VIA “weeklystandard.com” by Mark Hemingway
In 2012, U.S. Ambassador to Kenya Scott Gration abruptly stepped down from his post. According to a Foreign Policy report by Josh Rogin (now a reporter for Bloomberg), Gration was the subject of a whithering evaluation from the State Department:
The impending release of a highly critical report by the State Department’s Inspector General’s office prompted the sudden resignation Friday of U.S. Ambassador to Kenya Scott Gration, according to administration and congressional sources.
The report was described to The Cable by multiple people briefed on its contents as one of the worst reviews of an ambassador’s performance written by the IG’s staff in several years.
While Gration was fired for a myriad of reasons, one passage of the damning report leaps out in light of recent events:
Very soon after the Ambassador’s arrival in May 2011, he broadcast his lack of confidence in the information management staff. Because the information management office could not change the Department’s policy for handling Sensitive But Unclassified material, he assumed charge of the mission’s information management operations. He ordered a commercial Internet connection installed in his embassy office bathroom so he could work there on a laptop not connected to the Department email system.
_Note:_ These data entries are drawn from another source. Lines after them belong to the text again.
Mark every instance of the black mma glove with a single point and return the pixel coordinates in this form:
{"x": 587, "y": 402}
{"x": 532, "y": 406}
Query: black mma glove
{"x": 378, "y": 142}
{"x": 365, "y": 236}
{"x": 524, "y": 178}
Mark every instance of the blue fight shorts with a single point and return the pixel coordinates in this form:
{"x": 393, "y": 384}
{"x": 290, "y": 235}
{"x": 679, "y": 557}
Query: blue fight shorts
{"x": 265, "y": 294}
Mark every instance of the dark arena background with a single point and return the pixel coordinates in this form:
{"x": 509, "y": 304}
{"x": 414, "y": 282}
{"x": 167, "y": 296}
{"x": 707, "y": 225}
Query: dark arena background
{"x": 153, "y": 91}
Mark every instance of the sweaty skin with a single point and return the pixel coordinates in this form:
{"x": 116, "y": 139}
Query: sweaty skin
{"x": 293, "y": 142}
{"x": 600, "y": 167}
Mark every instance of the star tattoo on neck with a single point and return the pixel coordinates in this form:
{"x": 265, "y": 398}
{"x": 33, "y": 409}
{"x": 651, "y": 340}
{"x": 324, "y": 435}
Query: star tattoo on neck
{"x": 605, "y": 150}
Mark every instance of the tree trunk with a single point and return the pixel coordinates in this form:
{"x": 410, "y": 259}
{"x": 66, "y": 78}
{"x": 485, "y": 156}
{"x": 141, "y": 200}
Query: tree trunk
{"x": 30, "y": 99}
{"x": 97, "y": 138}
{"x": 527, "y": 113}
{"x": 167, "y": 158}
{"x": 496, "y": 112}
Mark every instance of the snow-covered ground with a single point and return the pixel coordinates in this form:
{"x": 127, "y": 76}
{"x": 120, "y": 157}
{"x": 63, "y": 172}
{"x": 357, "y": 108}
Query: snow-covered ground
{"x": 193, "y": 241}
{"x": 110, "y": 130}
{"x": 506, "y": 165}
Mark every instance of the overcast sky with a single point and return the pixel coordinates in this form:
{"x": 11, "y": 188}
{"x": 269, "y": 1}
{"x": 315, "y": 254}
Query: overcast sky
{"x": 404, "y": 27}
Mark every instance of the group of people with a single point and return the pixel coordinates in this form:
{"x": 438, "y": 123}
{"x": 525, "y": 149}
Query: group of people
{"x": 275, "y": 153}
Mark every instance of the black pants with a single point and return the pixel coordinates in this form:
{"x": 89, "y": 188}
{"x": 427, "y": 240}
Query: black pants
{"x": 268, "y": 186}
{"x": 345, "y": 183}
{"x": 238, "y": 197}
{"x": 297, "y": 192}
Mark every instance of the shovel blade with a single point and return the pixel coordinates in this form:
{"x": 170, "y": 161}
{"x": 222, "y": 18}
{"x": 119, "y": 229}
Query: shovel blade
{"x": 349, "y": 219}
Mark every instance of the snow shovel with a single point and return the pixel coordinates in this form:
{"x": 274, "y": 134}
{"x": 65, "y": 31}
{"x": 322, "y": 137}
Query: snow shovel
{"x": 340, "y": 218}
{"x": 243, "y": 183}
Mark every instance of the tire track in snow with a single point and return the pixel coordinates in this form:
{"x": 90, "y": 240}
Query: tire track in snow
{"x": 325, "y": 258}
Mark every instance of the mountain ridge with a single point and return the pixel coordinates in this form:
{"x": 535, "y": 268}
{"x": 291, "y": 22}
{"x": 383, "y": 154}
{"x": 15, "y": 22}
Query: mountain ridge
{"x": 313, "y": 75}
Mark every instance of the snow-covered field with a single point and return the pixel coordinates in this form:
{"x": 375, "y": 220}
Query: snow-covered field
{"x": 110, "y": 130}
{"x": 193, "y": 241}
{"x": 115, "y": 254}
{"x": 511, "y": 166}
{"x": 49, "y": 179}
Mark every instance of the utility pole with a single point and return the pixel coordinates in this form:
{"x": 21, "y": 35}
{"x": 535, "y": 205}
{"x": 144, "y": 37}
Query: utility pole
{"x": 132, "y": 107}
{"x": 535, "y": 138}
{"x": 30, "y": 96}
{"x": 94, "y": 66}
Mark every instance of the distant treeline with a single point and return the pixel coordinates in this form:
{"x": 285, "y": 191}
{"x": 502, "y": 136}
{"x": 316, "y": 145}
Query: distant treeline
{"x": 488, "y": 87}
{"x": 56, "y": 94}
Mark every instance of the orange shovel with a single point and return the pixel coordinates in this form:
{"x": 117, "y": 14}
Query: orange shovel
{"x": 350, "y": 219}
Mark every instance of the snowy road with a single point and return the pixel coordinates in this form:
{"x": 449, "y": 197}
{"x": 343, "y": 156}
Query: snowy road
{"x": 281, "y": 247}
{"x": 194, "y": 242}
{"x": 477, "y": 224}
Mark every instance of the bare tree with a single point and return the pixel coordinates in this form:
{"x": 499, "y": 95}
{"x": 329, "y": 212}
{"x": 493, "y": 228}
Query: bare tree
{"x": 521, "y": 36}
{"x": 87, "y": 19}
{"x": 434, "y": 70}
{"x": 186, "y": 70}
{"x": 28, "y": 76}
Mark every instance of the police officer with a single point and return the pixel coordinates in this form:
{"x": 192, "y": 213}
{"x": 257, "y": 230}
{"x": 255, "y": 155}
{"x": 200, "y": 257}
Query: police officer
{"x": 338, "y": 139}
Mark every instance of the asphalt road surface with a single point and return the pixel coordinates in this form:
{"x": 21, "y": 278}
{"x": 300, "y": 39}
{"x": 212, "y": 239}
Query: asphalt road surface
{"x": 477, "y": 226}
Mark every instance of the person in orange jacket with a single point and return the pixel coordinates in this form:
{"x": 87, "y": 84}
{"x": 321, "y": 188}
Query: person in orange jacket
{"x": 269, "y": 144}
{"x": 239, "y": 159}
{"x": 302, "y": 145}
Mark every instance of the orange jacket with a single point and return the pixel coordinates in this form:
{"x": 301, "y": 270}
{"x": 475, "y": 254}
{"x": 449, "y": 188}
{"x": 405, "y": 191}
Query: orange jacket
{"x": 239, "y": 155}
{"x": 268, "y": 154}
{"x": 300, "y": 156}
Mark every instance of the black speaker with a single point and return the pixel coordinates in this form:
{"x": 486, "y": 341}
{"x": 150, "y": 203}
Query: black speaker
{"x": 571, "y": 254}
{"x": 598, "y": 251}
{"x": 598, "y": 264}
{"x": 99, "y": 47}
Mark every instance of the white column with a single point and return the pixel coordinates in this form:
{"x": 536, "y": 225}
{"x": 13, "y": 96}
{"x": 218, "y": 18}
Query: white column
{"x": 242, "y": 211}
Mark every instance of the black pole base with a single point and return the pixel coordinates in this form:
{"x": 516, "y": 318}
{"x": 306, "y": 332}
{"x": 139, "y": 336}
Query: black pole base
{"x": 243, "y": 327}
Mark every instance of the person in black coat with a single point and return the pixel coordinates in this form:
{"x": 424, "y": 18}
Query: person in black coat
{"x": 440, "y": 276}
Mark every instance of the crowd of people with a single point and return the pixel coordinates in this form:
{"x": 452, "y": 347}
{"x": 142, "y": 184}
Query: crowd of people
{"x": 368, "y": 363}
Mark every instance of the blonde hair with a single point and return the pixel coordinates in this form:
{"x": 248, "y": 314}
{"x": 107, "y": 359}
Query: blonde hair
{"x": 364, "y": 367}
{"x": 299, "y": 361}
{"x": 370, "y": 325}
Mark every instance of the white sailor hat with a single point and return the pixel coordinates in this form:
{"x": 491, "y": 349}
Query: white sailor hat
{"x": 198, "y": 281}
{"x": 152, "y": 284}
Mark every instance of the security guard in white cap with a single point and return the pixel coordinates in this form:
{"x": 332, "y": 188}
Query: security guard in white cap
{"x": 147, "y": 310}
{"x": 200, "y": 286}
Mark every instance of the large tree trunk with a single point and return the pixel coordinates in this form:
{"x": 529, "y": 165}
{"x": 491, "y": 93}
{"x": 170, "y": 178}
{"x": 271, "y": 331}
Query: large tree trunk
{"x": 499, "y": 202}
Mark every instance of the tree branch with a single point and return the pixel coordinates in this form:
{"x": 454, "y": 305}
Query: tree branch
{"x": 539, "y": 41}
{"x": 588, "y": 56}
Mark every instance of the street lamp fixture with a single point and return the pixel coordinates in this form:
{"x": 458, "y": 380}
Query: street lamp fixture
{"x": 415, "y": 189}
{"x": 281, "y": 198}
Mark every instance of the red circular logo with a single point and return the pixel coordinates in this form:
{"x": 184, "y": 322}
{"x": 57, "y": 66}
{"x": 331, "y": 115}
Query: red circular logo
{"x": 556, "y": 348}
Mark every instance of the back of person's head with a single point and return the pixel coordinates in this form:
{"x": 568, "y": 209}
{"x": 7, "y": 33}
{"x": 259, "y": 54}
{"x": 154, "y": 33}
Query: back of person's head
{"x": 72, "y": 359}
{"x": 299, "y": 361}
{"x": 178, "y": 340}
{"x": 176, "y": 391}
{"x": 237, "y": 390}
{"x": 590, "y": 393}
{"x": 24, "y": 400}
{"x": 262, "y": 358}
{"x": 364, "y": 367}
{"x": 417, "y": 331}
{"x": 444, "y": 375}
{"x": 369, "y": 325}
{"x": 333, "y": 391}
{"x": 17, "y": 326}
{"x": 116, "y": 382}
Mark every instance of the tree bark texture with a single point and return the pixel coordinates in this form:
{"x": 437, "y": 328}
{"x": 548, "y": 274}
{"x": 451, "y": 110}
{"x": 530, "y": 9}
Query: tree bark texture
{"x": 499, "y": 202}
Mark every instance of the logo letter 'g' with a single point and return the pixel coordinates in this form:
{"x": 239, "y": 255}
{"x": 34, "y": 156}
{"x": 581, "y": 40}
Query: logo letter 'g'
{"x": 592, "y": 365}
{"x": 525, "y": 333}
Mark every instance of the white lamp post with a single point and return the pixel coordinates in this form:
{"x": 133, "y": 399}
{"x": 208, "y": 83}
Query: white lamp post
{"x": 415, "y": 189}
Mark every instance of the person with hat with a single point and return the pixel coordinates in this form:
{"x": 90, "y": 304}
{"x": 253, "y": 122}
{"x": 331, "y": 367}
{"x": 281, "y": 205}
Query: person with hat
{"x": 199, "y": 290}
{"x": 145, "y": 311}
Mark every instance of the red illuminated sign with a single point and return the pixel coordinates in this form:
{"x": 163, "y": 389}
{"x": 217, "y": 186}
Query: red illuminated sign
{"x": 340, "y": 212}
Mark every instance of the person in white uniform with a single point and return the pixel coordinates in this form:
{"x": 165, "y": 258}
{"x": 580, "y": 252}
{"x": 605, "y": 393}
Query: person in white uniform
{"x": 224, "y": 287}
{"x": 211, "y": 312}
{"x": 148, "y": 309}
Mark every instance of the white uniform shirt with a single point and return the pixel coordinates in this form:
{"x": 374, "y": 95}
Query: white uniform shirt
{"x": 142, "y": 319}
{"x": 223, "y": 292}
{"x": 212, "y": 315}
He drafted and distributed a mission policy authorizing himself and other mission personnel to use commercial email for daily communication of official government business. During the inspection, the Ambassador continued to use commercial email for official government business. The Department email system provides automatic security, record-keeping, and backup functions as required. The Ambassador’s requirements for use of commercial email in the office and his flouting of direct instructions to adhere to Department policy have placed the information management staff in a conundrum: balancing the desire to be responsive to their mission leader and the need to adhere to Department regulations and government information security standards.
In other words, State Department policy was very clear. Using a private email outside the State Department’s secure system was completely unacceptable. If this applied to ambassadors, one would think it was sensible policy for the Secretary of State as well.